"As a candidate, Barack Obama repeatedly promised to refer to the almost century-old massacre of Armenians in Turkey as a genocide. But since becoming president, Obama has twice passed up opportunities to do so," the Washington Post has reported after the latest presidential statement on the tragedy of 1915.
Some say that the wording of Obama demonstrates the rising power of Turkey and the fall of Armenian diaspora, as well as the insignificance of Armenia. I don't think that it's totally accurate.
I believe that Obama is an honest guy. If he really believed that it was a genocide, he would tell it now. He doesn't do it, because he knows that his rhetoric in the past was just a method to woo Armenian American voters.

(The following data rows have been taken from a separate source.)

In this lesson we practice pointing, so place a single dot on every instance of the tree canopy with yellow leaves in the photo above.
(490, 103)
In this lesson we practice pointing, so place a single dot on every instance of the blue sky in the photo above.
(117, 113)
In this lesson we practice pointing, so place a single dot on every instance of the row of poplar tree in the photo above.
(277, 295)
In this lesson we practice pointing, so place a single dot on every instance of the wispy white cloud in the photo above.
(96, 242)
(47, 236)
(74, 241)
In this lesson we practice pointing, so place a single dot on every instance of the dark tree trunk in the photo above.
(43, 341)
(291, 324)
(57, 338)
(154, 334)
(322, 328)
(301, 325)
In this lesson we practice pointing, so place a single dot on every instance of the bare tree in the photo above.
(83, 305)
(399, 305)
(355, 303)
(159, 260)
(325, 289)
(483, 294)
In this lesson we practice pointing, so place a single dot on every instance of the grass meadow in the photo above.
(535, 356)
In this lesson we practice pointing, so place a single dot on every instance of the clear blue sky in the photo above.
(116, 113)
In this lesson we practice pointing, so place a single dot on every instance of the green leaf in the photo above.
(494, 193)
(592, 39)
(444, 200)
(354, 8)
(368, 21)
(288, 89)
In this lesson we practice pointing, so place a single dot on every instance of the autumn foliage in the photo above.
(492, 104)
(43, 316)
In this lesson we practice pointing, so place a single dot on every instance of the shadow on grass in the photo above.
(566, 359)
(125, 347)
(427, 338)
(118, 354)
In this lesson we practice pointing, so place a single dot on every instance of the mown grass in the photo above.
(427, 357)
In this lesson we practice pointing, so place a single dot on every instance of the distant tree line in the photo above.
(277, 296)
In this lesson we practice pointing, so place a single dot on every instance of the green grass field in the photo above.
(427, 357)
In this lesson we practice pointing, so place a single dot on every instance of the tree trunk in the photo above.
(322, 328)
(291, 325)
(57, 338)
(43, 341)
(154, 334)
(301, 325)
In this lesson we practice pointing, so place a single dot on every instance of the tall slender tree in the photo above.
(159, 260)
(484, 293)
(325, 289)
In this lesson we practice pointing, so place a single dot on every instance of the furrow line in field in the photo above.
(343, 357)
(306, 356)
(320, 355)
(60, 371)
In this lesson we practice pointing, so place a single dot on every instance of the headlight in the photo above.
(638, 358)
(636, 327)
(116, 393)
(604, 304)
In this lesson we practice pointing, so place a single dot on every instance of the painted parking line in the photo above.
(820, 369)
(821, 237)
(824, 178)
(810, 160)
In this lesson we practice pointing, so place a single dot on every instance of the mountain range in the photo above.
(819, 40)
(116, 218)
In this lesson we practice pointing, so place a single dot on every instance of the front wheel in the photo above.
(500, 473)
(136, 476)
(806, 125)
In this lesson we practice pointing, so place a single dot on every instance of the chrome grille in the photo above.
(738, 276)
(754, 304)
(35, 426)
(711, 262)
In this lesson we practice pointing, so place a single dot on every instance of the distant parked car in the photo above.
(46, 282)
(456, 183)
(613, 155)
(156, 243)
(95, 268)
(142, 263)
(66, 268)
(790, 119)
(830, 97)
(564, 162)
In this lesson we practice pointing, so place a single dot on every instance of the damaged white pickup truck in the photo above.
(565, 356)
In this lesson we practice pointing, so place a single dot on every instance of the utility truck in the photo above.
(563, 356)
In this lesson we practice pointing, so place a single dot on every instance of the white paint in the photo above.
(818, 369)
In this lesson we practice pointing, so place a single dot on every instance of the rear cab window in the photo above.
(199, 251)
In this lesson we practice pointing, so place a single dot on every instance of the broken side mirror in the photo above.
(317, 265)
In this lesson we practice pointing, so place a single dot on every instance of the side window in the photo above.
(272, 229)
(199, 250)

I won't be surprised if Obama calls it a genocide in 2011, right before his candidacy for a second term. It won't change a thing anyway. This word will remain as a piece of politics, not history.
The truth will always triumph in the long term: Simply, it was not a genocide. It was an irresponsible self-defence for the Ottoman Empire.
And it's still something that today's Turkey should apologize to, because many Ottoman officials have been committing a war crime by not taking enough steps to protect the deported Armenians all through the way, even though hundreds of them were clearly collaborating with an invading enemy who kept equipping them with weapons during World War I.